Interactive media had such a powerful home on Flash for so many years. Before moving everything to YouTube, Homestuck‘s animation was done in Flash, and infamously crashed Newgrounds one time. Prominent personalities in videogame culture got their start making short movies in Flash, and all of those funny videogame parody videogames too! For those of us within the videogame-consuming culture at the time it felt like Flash was very much a cornerstone of our demographic. It’s wild to feel all of that fall by the wayside so soon.
Flash wasn’t all games.
It certainly feels like the end of an era, like how cowboys must have felt when the West got “civilized” and the stench of society came through. It certainly is the end of an era of nostalgia, but Flash was never this messy-but-free platform people are remembering it as. We must remember that Adobe Flash Player was, first and foremost, proprietary software. Adobe’s always held the keys to the kingdom, as they say, and it seems like they were late to realize just how valuable an asset Flash was. It had always been monetized, if not reliant upon end users purchasing it for development purposes then for the reason that it was essential for every browser to support it for years to come.
Indie development tools have become more widely available since Flash came out.

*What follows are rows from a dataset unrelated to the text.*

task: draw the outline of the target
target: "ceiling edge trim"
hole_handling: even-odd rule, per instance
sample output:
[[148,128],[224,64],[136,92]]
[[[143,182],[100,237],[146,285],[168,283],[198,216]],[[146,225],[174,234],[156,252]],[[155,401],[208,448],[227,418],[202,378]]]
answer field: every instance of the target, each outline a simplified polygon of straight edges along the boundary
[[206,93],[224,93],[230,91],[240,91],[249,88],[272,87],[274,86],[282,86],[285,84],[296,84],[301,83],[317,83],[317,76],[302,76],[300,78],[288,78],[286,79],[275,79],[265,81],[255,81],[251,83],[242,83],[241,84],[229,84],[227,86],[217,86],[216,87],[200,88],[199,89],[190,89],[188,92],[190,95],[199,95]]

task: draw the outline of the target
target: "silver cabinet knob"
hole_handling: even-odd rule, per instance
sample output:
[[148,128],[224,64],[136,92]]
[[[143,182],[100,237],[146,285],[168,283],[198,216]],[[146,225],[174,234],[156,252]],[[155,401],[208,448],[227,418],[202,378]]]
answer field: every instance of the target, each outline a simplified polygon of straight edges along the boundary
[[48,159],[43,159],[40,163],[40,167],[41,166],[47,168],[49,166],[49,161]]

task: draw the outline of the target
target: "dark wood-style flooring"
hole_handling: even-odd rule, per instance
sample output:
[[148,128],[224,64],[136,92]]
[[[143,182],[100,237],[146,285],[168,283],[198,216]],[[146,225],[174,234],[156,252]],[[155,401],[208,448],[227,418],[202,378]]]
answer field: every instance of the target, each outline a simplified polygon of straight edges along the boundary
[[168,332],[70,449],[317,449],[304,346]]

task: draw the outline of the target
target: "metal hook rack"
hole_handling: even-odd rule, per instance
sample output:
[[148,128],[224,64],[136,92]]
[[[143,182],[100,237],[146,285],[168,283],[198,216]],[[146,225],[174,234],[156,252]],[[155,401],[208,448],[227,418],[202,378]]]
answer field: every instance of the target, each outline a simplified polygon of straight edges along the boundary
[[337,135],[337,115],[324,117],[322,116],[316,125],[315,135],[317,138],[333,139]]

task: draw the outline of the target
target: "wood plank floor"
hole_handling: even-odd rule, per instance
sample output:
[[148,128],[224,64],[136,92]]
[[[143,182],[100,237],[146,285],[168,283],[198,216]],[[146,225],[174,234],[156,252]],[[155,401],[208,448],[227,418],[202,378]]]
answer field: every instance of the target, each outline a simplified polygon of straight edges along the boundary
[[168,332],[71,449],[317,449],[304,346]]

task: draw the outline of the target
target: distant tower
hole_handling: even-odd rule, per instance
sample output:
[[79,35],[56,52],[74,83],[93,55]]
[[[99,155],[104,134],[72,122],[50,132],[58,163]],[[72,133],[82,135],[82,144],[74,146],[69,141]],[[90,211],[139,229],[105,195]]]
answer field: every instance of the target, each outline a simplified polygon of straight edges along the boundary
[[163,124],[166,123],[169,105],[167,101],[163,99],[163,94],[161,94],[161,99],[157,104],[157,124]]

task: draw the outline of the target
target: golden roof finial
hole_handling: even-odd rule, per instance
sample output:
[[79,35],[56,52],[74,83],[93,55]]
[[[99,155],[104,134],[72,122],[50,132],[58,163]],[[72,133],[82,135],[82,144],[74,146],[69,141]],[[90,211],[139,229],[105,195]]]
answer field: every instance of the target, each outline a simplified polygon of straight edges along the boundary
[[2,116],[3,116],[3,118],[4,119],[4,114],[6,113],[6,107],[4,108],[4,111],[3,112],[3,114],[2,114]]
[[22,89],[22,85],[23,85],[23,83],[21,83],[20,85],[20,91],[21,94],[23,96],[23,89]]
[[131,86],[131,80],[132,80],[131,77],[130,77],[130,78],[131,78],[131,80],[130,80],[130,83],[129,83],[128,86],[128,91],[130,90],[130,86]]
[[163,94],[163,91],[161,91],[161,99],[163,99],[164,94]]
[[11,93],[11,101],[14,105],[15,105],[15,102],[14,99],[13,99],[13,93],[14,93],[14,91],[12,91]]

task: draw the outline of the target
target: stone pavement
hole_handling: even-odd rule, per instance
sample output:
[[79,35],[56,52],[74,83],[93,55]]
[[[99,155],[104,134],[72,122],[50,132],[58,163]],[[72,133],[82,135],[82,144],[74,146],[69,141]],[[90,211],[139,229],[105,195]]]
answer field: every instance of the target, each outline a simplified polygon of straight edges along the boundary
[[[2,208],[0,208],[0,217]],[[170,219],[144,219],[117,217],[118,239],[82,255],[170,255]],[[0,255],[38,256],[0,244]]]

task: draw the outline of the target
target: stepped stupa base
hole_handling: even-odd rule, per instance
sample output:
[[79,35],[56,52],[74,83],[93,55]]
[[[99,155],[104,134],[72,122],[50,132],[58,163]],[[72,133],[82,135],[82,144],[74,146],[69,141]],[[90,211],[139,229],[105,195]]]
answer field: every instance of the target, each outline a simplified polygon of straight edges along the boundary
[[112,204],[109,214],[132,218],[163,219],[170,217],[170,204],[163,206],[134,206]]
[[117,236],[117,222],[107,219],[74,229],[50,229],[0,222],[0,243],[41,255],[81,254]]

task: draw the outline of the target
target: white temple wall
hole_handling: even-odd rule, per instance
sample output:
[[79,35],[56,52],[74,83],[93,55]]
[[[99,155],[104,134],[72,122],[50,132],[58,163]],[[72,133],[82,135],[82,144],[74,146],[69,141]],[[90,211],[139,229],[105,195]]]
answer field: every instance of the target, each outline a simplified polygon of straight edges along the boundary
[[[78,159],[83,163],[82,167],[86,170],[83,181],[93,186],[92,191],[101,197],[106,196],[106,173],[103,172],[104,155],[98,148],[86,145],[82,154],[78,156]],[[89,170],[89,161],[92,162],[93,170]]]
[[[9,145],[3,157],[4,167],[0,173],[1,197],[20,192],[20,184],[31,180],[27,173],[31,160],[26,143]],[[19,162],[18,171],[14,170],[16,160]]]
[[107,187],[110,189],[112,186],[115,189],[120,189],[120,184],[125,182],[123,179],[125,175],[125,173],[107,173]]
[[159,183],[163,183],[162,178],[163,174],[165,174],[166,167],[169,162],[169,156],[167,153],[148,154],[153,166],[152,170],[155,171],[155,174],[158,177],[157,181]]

Nostalgia is great—it’s nice to remember that simple time back in the day when you and your friends sat around in your school library playing Alien Hominid and watching funny videos on NewGrounds. But let’s take off the rose-tinted glasses and also remember the nightmare of navigating pop-ups, the first bits of ransomware to emerge through unregulated Flash-based ads, and all of those shovelware ripoff games that emerged as well. Every platform has its challenges, but let’s not kid ourselves: Flash’s demise is tragic, but it’s a cautionary tale and one that I think we’ve learned from as a culture. Do not give a corporate entity as notorious for mistreating its consumers as Adobe the ability to destroy your favorite media libraries at a whim. Honestly, it could be worse: Adobe could decide to lock Flash behind a subscription service and render your browser unusable until you paid.
Pictured: Living long enough to become the villain.
Flash is dead, has been losing relevance for almost a decade at least, and we’re finally ready to see it go. We’ve seen free games, romhacks, and mods rise and fall throughout Flash’s lifespan that did not require the platform to even exist. People made funny cartoons without Flash and will continue to do so. We’re certainly seeing a lot of these things getting sold, but I don’t think it’s bad that creatives get paid for what they’ve worked on. The independent game scene is very important, and while Flash helped foster that, we really don’t need it anymore. Development tools have been made widely available, and communities meant to highlight independent developers have been created. It’s sad to see what feels like a cultural milestone go, but Flash has outlived its usefulness. Let’s look to the future.